Teenage Boys Hit On New Craze Of "Sack Tapping"

Teenage Boys Hit On New Craze Of "Sack Tapping"

Bored teenage boys in America have come up with a new -- and frankly pretty awful -- way to while away the hours. They play a game called "sack tapping" involving a kick to the testicles.

Not surprisingly the new trend to test each others' endurance that is currently sweeping through schools has a particular attraction to bullies.

But experts are warning it's one game that can have serious medical consequences. Not only that but it is no doubt incredibly painful which begs the question, why do they do it?

The New York Daily News reported last month that David Gibbons, a fourteen-year-old, had to have his right testicle amputated after he was "sack tapped" in the school hallway.

According to the paper his mother, Christy Gibbons, says: "This may be called a game, but it's not a game.

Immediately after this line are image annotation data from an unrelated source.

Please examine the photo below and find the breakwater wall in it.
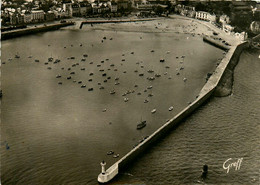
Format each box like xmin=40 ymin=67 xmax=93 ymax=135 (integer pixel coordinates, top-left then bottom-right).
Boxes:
xmin=203 ymin=36 xmax=230 ymax=50
xmin=79 ymin=19 xmax=155 ymax=29
xmin=1 ymin=22 xmax=74 ymax=40
xmin=214 ymin=42 xmax=250 ymax=97
xmin=98 ymin=42 xmax=249 ymax=183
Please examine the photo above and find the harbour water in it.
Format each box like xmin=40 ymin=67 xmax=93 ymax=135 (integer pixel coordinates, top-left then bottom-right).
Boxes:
xmin=1 ymin=20 xmax=259 ymax=184
xmin=113 ymin=50 xmax=260 ymax=185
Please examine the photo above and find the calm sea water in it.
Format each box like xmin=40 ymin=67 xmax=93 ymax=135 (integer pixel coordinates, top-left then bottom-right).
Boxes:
xmin=1 ymin=22 xmax=248 ymax=184
xmin=112 ymin=50 xmax=260 ymax=185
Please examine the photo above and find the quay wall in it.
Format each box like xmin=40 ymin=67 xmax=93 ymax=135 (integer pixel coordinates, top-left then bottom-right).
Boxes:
xmin=1 ymin=22 xmax=74 ymax=40
xmin=98 ymin=39 xmax=249 ymax=183
xmin=80 ymin=18 xmax=156 ymax=29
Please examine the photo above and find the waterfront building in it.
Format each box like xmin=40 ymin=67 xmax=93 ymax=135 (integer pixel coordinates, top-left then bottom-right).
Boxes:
xmin=250 ymin=21 xmax=260 ymax=34
xmin=79 ymin=2 xmax=87 ymax=16
xmin=31 ymin=10 xmax=44 ymax=22
xmin=62 ymin=0 xmax=72 ymax=17
xmin=117 ymin=0 xmax=130 ymax=10
xmin=231 ymin=1 xmax=253 ymax=25
xmin=219 ymin=15 xmax=230 ymax=25
xmin=71 ymin=3 xmax=80 ymax=16
xmin=22 ymin=11 xmax=32 ymax=24
xmin=195 ymin=11 xmax=216 ymax=22
xmin=136 ymin=3 xmax=153 ymax=11
xmin=45 ymin=11 xmax=55 ymax=21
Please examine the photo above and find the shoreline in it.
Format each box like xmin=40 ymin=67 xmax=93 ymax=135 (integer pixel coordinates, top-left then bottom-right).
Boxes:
xmin=97 ymin=15 xmax=244 ymax=183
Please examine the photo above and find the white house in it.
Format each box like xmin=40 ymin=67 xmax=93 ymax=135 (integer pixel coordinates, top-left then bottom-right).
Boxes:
xmin=31 ymin=10 xmax=44 ymax=22
xmin=195 ymin=11 xmax=216 ymax=22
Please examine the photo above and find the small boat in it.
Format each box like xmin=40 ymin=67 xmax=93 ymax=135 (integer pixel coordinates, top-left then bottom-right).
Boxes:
xmin=160 ymin=59 xmax=165 ymax=62
xmin=136 ymin=120 xmax=146 ymax=130
xmin=148 ymin=93 xmax=153 ymax=97
xmin=107 ymin=150 xmax=114 ymax=155
xmin=110 ymin=90 xmax=116 ymax=94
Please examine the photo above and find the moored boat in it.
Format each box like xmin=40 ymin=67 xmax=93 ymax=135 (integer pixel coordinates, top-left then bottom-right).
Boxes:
xmin=136 ymin=120 xmax=146 ymax=130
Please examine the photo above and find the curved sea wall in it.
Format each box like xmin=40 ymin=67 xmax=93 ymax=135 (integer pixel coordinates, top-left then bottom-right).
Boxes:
xmin=214 ymin=42 xmax=249 ymax=97
xmin=1 ymin=22 xmax=74 ymax=40
xmin=98 ymin=42 xmax=249 ymax=183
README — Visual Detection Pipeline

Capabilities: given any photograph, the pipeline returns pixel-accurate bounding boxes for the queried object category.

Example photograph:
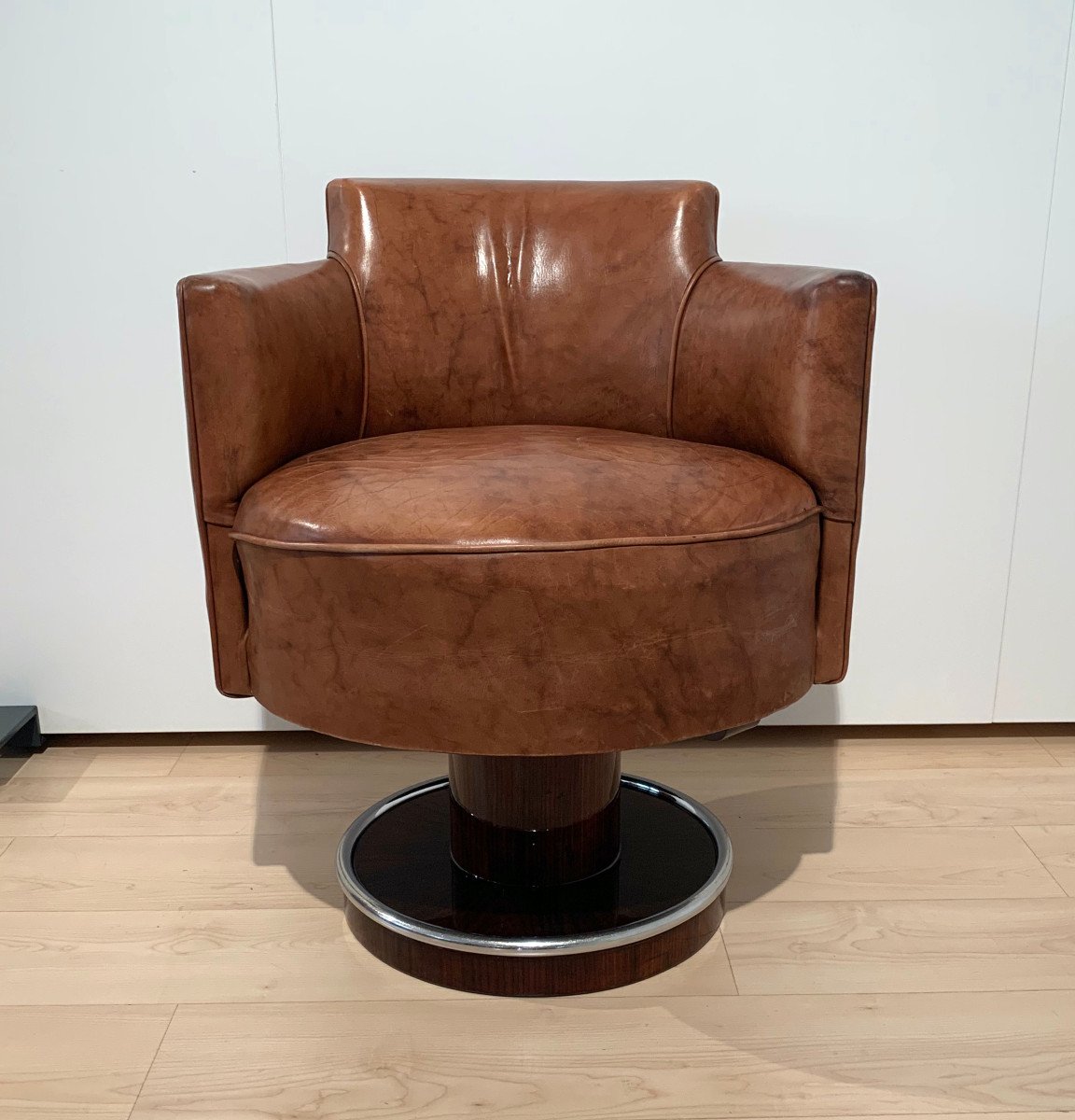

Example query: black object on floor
[0,705,45,757]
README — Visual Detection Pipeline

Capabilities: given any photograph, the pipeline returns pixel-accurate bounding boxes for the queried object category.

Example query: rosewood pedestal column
[338,754,732,996]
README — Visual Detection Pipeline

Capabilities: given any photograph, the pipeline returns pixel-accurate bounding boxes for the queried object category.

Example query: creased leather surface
[239,517,817,755]
[235,426,817,553]
[672,261,877,682]
[178,259,363,695]
[179,180,874,754]
[327,179,717,436]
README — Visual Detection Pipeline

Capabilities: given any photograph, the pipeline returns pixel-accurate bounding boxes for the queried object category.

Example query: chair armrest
[178,259,364,525]
[177,259,365,695]
[671,261,877,682]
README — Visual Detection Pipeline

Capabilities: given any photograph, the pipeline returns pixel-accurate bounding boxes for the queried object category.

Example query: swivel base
[337,770,732,996]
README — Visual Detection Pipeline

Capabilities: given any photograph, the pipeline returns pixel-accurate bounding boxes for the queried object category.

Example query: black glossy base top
[352,785,718,937]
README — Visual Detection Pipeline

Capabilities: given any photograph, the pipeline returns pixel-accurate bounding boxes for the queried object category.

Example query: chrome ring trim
[336,774,732,957]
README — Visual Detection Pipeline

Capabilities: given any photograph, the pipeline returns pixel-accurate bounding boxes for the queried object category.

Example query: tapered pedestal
[338,755,732,996]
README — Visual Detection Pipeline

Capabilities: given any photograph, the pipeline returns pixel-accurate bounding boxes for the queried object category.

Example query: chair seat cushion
[234,425,817,553]
[231,427,821,755]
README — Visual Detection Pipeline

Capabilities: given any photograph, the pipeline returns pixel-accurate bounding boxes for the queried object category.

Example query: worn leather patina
[179,179,875,755]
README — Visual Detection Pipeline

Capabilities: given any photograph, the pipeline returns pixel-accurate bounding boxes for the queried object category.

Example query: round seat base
[337,777,732,996]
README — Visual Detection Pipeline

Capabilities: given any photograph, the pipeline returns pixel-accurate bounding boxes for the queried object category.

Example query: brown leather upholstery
[233,425,817,554]
[179,180,874,754]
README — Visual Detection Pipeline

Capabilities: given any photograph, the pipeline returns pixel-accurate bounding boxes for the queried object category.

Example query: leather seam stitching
[328,248,370,439]
[665,253,720,439]
[229,505,822,555]
[179,280,222,681]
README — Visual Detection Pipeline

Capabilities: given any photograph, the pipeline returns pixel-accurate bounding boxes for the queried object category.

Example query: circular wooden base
[338,777,732,996]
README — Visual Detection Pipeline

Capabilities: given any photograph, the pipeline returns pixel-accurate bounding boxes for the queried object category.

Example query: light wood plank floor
[0,724,1075,1120]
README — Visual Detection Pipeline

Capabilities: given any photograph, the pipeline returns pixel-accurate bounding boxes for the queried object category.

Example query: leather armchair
[179,179,875,993]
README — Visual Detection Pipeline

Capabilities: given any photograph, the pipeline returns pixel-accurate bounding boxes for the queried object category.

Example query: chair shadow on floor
[253,689,839,908]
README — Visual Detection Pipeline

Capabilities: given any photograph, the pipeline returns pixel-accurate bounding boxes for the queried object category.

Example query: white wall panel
[0,0,1071,732]
[0,0,285,732]
[995,28,1075,721]
[275,0,1071,722]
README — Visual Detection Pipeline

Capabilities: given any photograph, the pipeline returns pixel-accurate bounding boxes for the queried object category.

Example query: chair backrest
[327,179,718,436]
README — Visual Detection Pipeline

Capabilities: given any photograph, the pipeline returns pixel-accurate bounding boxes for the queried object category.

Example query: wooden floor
[0,726,1075,1120]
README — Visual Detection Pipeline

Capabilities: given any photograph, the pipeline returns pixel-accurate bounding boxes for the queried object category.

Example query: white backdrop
[0,0,1075,732]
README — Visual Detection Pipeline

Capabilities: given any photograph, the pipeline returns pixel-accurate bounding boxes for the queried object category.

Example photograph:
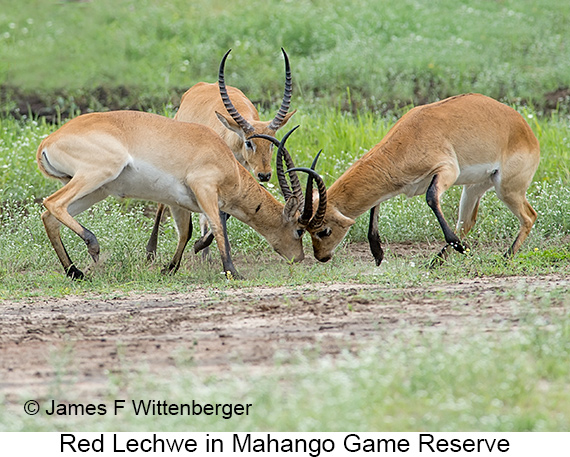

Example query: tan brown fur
[310,94,540,264]
[37,111,303,277]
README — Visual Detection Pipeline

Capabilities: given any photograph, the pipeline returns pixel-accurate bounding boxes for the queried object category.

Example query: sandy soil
[0,242,570,402]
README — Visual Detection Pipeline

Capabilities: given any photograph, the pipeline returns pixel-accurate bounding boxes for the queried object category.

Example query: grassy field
[0,0,570,431]
[0,0,570,114]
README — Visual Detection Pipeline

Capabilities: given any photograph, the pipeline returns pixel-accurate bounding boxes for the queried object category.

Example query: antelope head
[246,126,330,262]
[216,48,296,181]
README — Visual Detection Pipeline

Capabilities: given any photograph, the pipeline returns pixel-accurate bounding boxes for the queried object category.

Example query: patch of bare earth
[0,242,570,402]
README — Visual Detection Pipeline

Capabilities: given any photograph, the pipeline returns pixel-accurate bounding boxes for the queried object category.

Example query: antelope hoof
[429,243,451,268]
[65,265,85,281]
[146,247,156,262]
[225,270,243,281]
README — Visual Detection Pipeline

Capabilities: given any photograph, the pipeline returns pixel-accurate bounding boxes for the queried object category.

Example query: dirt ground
[0,242,570,402]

It's dangerous and it needs to stop. I've seen the pain he was in. I've seen what he went through every day, and it just breaks my heart, and I don't want any other child to have to go through this."

Her views are echoed by Dr. Steve Hodges, assistant professor of paediatric urology at Wake Forest University Baptist Medical Center, who tells Fox News that it is probably not a good idea to go around kicking other guys in the testicles.

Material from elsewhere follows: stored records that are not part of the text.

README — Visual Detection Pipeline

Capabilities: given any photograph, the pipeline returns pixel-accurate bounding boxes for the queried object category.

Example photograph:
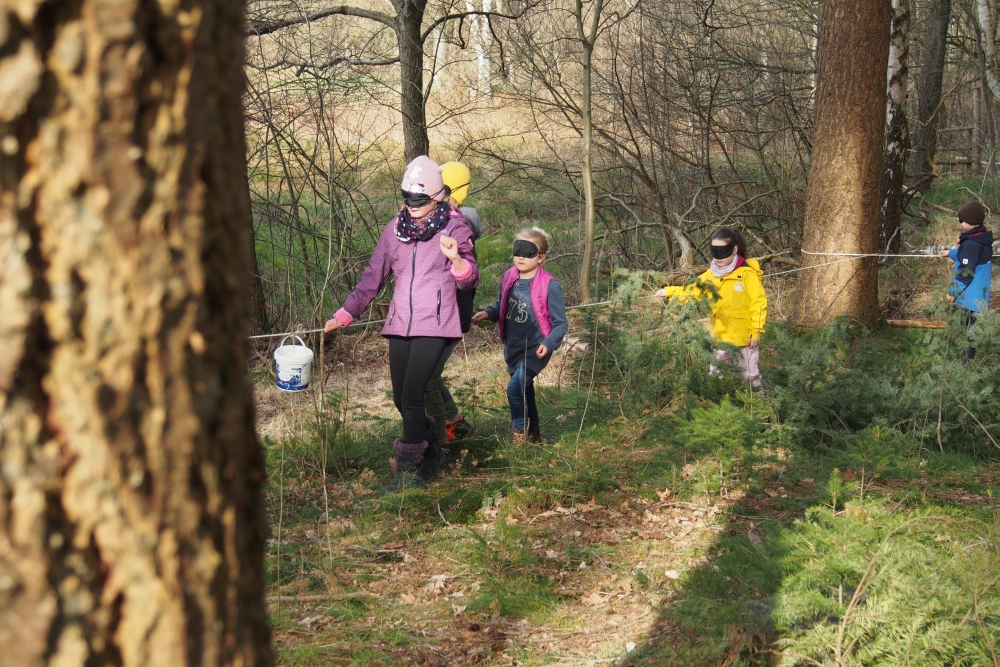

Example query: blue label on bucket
[277,373,309,391]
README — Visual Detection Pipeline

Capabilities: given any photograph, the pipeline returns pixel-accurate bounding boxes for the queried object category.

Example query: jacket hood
[958,226,993,248]
[729,257,764,278]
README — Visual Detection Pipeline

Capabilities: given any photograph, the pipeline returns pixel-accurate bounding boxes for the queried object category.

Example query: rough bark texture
[879,0,910,252]
[0,0,271,667]
[575,0,604,303]
[912,0,951,187]
[394,0,430,162]
[796,0,892,326]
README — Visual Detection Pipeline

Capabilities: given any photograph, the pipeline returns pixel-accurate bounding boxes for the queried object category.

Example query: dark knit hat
[958,201,986,227]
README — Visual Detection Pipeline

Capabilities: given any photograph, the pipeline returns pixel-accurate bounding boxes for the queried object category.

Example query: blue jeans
[507,362,539,436]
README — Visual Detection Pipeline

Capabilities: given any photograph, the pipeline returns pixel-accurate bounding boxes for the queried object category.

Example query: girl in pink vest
[472,227,569,442]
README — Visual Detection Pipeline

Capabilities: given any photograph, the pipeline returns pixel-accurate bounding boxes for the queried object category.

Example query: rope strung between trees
[247,250,940,340]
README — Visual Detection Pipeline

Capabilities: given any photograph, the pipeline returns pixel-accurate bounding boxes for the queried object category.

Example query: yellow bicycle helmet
[441,162,472,206]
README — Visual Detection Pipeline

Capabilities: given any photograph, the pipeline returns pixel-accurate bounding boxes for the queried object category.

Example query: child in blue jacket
[941,201,993,363]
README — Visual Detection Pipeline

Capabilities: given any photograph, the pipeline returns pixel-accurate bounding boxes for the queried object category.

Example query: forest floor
[257,290,1000,667]
[253,193,1000,667]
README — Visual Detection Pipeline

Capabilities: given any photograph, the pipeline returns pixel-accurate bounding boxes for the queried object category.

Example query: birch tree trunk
[879,0,910,252]
[0,0,272,667]
[796,0,892,326]
[393,0,430,162]
[576,0,604,303]
[913,0,951,186]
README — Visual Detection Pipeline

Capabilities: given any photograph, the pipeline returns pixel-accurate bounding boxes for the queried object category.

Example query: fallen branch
[886,320,947,329]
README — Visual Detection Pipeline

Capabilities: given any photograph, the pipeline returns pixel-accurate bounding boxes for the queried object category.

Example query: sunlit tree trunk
[879,0,910,252]
[913,0,951,187]
[395,0,430,162]
[575,0,604,303]
[796,0,892,326]
[0,0,272,667]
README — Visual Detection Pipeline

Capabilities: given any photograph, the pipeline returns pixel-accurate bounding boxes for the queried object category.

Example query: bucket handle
[278,334,309,347]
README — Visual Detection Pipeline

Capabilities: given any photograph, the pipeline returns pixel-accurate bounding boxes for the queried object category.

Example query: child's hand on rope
[440,234,459,264]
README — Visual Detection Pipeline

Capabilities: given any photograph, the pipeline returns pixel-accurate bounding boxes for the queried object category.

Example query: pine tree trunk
[913,0,951,187]
[396,0,430,162]
[879,0,910,252]
[0,0,272,667]
[796,0,892,326]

"They're not particularly hardy organs," Hodges tells Fox News. "It doesn't take much force to compress them and cause rupture."

Apparently, this sort of behaviour is not new among boys and a similar game was featured in the first season of South Park, when Cartman challenged another boy to a game of "Roshambo".

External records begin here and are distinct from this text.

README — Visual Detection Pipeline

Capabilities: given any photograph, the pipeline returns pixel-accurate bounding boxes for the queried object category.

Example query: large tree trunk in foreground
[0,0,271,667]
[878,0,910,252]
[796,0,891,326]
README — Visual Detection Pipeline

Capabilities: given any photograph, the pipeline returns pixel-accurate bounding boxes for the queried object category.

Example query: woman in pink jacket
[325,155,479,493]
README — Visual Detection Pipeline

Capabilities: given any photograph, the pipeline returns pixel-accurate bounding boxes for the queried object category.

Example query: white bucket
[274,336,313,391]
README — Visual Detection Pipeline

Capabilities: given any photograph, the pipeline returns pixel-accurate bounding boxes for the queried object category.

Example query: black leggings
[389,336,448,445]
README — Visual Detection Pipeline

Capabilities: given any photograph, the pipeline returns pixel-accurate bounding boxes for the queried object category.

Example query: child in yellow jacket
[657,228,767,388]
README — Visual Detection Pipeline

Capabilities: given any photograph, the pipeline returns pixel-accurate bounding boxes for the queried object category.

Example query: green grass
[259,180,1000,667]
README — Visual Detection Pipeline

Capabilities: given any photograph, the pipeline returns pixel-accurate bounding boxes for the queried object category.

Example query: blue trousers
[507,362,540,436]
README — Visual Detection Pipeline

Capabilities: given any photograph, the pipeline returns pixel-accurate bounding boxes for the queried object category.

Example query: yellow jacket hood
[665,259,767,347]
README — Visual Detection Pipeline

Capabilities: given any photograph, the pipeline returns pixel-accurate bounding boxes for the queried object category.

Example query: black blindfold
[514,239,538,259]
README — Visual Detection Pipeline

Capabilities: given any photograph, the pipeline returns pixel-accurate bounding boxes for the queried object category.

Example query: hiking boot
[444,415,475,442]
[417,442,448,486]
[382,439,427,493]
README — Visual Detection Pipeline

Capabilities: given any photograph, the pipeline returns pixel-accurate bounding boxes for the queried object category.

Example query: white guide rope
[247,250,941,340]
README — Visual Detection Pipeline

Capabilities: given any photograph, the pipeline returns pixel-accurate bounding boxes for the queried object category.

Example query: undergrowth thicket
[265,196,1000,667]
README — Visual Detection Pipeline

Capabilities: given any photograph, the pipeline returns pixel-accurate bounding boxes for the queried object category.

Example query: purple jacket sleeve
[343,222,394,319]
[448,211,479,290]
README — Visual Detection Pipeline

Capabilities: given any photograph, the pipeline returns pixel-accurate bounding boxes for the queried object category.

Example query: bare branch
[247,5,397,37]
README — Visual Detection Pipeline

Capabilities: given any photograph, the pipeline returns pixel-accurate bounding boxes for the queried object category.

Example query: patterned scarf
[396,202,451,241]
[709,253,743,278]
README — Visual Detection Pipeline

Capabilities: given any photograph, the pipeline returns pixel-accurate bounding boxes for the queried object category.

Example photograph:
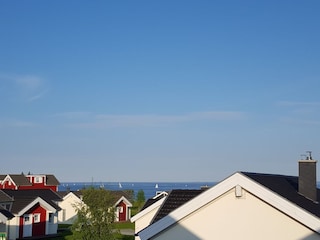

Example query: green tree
[72,188,115,240]
[136,190,146,211]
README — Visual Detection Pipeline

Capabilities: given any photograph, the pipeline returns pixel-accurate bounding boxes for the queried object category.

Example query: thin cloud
[277,101,320,107]
[59,111,245,128]
[0,74,48,102]
[277,101,320,125]
[0,119,36,128]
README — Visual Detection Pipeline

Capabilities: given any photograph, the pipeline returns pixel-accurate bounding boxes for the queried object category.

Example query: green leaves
[72,188,115,240]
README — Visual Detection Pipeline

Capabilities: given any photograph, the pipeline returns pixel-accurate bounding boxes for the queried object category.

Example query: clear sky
[0,0,320,182]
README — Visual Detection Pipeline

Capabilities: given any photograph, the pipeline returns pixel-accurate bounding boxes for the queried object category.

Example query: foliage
[72,188,115,240]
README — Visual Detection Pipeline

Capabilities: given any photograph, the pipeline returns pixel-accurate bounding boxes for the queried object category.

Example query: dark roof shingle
[241,172,320,217]
[152,189,205,224]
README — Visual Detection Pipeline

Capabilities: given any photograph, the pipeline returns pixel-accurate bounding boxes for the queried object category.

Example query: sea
[58,182,216,199]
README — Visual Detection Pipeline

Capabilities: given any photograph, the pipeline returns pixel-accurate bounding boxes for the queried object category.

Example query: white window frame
[33,213,40,223]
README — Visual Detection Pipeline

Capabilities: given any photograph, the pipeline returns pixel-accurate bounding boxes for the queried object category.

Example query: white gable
[139,173,320,240]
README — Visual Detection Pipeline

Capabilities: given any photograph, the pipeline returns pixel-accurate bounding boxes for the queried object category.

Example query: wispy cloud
[0,119,36,128]
[0,74,48,102]
[57,111,245,128]
[277,101,320,125]
[277,101,320,107]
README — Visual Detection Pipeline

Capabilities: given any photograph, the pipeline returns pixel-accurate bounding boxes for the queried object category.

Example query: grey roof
[0,190,13,203]
[140,194,165,211]
[8,174,32,186]
[241,172,320,217]
[152,189,205,223]
[46,174,60,186]
[2,189,62,213]
[56,191,82,198]
[0,206,14,219]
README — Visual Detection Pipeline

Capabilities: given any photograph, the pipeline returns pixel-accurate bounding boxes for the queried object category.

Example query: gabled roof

"First, I kick you in the nuts as hard as I can, then you kick me in the nuts as hard as you can, and we keep going back and forth until somebody falls," Cartman tells the boy.

But why would teenagers want to do this? Is it just another form of bullying? Catherine Bradshaw, a developmental psychologist at Johns Hopkins Bloomberg School of Public Health, believes this bizarre phenomenon is down to peer pressure.

"Even if the kids are voluntarily participating in it, there's probably a lot of peer pressure," she tells Fox News. "Kids hear about things, whether it's on the Web or through other friends, and they try them out. By no means does that minimize the impact. It's clearly a form of physical abuse."

What do you think - a form of bullying or just boys mucking around?